My dear friend Emily and I decided to start intentionally reading the same books and chat on the phone about them. We live about 250 miles away from each other, so we don't see each other often and thought this would be a fun way to keep in touch. (I wouldn't call it a book club because club makes me think of more than two people, and who get to meet in person.)

For our first book she suggested Water for Elephants by Sara Gruen, so I checked it out of the library. I had started reading it once before but didn't get very far into it when I put it down because it seemed too sad for the mood I was in at that moment. The book is a bit dark, but it's fantastic, and as most of it takes place during the Great Depression and a murder occurs in the prologue, dark is appropriate.

In the first chapter of the book Jacob Jankowski says that he is "ninety. Or ninety-three. One or the other." He is depressed that his children placed him in a nursing home and reflects back on the younger years of his life with The Benzini Brothers Most Spectacular Show on Earth. Jacob was the show's vet, and worked with the circus's menagerie, including their elephant, Rosie. Working for his charismatic but sometimes violent boss, August, could be dangerous, especially when Jacob fell in love with August's wife, Marlena, an equestrian in the show.

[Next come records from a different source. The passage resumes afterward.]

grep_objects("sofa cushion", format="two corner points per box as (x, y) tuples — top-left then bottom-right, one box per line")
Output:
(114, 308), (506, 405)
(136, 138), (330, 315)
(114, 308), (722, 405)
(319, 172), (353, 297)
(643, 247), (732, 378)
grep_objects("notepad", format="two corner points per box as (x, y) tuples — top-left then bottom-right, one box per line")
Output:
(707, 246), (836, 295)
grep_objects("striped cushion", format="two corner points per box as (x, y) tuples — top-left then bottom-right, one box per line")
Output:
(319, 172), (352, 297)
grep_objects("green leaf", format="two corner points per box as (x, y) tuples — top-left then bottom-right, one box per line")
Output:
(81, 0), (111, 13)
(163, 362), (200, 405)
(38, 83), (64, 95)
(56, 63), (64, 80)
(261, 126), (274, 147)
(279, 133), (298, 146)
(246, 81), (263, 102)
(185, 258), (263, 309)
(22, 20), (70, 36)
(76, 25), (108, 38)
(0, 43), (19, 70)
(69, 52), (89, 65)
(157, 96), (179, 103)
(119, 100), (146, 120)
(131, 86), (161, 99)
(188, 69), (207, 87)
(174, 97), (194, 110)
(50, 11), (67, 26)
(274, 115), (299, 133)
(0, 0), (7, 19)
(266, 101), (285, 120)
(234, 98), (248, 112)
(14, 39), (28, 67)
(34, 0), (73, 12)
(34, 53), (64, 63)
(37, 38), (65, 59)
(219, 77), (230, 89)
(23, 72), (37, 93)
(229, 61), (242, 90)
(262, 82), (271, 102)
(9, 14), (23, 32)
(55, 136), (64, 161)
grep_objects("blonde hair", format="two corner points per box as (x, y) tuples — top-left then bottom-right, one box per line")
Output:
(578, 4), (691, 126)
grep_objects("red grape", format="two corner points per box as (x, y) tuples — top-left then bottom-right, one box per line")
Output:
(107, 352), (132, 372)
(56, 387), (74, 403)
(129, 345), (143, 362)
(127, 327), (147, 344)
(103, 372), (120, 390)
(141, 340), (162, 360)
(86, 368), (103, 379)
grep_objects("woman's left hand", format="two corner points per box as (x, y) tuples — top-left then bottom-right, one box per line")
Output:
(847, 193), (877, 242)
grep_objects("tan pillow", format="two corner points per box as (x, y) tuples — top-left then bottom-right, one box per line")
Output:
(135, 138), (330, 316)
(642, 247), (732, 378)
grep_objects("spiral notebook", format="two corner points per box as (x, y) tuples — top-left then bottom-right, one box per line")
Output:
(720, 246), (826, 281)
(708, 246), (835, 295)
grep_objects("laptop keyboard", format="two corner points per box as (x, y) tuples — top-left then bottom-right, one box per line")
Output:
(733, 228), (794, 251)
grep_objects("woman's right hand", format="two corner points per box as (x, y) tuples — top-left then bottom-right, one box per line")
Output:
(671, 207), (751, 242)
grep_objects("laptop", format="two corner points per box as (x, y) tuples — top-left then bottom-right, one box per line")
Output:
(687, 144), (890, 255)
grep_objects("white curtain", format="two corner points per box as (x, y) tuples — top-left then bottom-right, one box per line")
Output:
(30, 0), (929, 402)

Circus life was gritty, which is why this book is shelved in the Teen or Adult section of the library. Gruen did extensive research about circus life, and this book transported me to the circus train in the early 1930s. In an interview, Gruen said that many of the incidents in the book actually happened; she discovered them in her research and felt they were too good not to include in the story. I highly recommend it and suggest reading it before the movie comes out next year.